World Shut Your Mouth (TV series)


World Shut Your Mouth is a hidden camera television series starring Dom Joly. It ran on Friday nights in 2005 on BBC One.
Dom Joly made his name on the similar series Trigger Happy TV on Channel 4, and it was from its great success that he was hired by the BBC to produce new programming. His first effort was an unsuccessful spoof chat show named This Is Dom Joly. The lack of success in conventional comedy prompted him to go back to his hidden camera roots and started to create a new series which was very similar to Trigger Happy TV, with short stunts overlaid with a soundtrack. He was the main participant in these stunts. As with his previous work, the programme had an emphasis on surrealism, with sketches such as a spying gnome and nerds taunting skateboarders.
Where Trigger Happy TV took place in various places around the United Kingdom, the larger budget of World Shut Your Mouth allowed for international travel and filming, and many of the stunts took place at, or near, major international landmarks. There were subtle changes in directorial style, with zooms and close-up shots of the public's reaction to the various pranks. The team working on World Shut Your Mouth was also larger. Trigger Happy TV was mainly the work of Joly and Sam Cadman, with Joly doing the stunts and Cadman filming. In World Shut Your Mouth, Dom Joly did the stunts, and produced the show with Richard Webb. Janet Knipe directed and Al Campbell filmed. The show also starred Danny Wallace in minor supporting roles for some of the stunts, and he also helped develop some ideas for the show.

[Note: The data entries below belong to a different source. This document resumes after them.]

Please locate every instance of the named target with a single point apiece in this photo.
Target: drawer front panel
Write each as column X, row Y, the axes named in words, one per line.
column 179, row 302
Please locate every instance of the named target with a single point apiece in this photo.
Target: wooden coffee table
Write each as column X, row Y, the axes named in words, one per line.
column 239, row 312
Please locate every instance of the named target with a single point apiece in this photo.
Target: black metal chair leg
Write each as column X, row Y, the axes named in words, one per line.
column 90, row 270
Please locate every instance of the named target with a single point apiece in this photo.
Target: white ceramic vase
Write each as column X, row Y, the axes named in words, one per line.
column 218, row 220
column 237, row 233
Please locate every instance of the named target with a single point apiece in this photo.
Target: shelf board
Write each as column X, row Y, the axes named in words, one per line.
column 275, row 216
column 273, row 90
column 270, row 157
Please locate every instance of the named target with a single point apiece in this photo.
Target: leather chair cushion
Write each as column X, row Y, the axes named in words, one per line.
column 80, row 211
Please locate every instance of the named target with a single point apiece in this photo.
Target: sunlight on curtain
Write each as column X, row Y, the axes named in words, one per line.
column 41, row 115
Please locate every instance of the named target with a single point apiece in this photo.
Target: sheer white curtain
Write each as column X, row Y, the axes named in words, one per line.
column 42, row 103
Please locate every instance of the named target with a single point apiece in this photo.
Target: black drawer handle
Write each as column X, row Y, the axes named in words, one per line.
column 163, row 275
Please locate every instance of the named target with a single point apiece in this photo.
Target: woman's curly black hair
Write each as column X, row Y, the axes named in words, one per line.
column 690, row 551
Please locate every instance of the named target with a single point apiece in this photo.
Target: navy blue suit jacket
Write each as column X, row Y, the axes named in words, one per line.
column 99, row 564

In January 2005 World Shut Your Mouth began to be shown at 10.35 Friday night on BBC One. Despite its critical success it only ran for one series, which was later released on BBC DVD on 9 May 2005. The DVD featured an entire extra episode that never aired, plus audio commentary on all the episodes.
The series was named after the 1987 Julian Cope hit "World Shut Your Mouth" and Cope's 1984 album of the same name.